Pada hari Senin, otoritas Transnistria melaporkan tingkat partisipasi terendah dalam pemilihan presiden Rusia dalam 18 tahun terakhir. Sebanyak 46.000 warga negara Rusia, hanya seperlima dari jumlah pemilih di wilayah yang memisahkan diri tersebut, memberikan suara pada hari Minggu, dibandingkan dengan lebih dari 73.000 enam tahun lalu.
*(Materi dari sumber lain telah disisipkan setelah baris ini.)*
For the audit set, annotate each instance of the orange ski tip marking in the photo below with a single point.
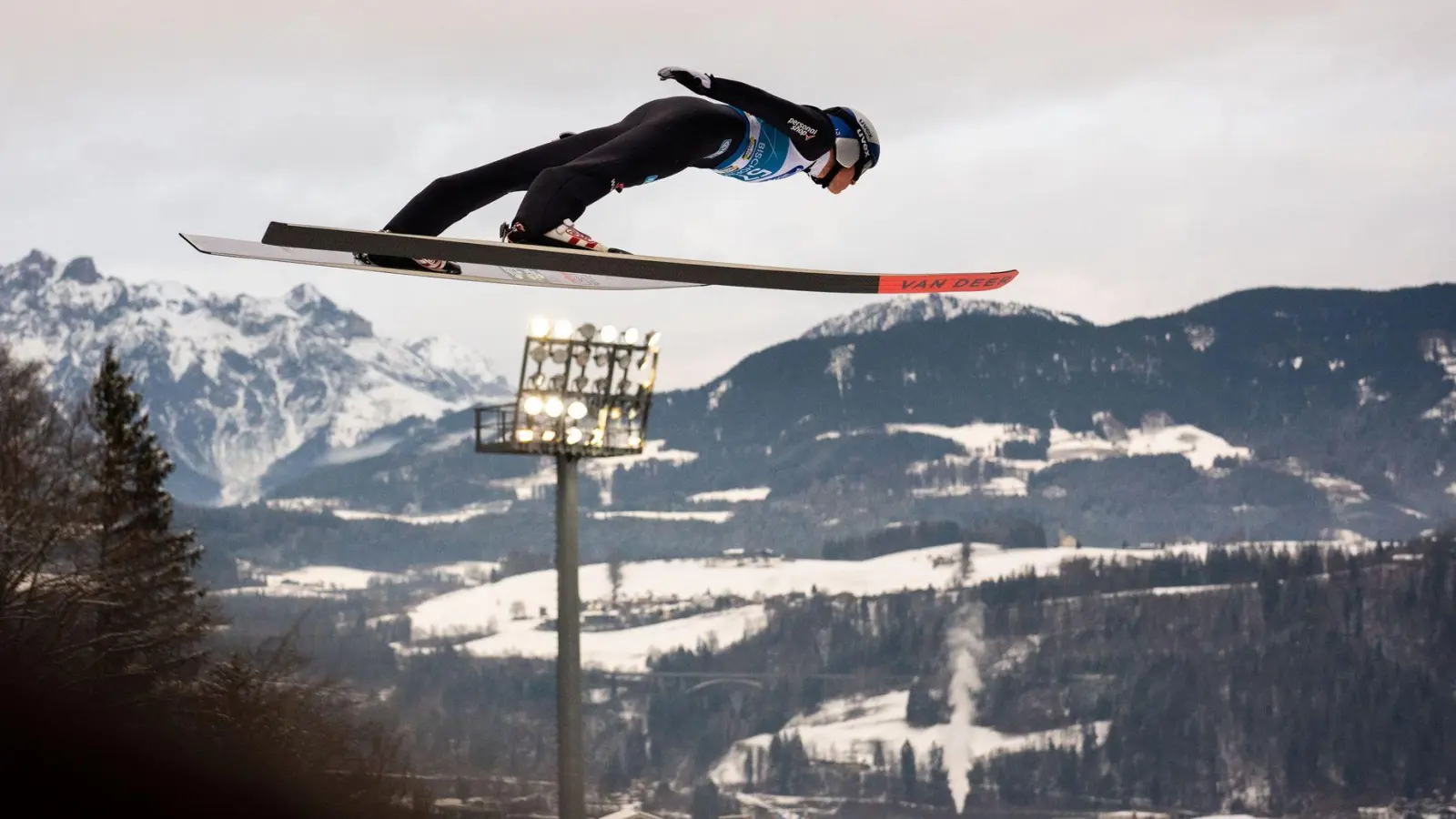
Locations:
(945, 283)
Jumlah tempat pemungutan suara juga jauh lebih sedikit daripada pemilihan sebelumnya: hanya enam tahun ini dibandingkan dengan lebih dari 20 pada dekade sebelumnya.
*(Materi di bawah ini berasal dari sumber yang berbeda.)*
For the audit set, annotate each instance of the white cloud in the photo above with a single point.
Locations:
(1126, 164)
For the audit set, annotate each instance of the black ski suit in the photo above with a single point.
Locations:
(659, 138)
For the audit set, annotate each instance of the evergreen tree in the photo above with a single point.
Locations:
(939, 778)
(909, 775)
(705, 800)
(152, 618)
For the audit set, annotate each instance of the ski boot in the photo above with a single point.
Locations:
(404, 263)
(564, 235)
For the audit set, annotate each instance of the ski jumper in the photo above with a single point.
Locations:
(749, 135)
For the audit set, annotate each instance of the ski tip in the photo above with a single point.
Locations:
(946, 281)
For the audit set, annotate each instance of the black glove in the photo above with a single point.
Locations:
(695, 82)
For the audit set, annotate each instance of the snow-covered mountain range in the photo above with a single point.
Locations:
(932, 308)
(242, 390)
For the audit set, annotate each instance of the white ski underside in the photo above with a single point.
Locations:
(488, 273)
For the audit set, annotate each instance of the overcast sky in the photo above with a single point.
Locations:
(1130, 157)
“Orang Rusia telah membuka tempat pemungutan suara di Transnistria selama 33 tahun,” kata analis politik Rumania Armand Goșu dari Universitas Bucharest. “Mereka menandai wilayah mereka, menunjukkan bahwa Transnistria adalah milik mereka meskipun mereka berada dalam konflik dengan Ukraina dan perbatasan Rusia jauh.”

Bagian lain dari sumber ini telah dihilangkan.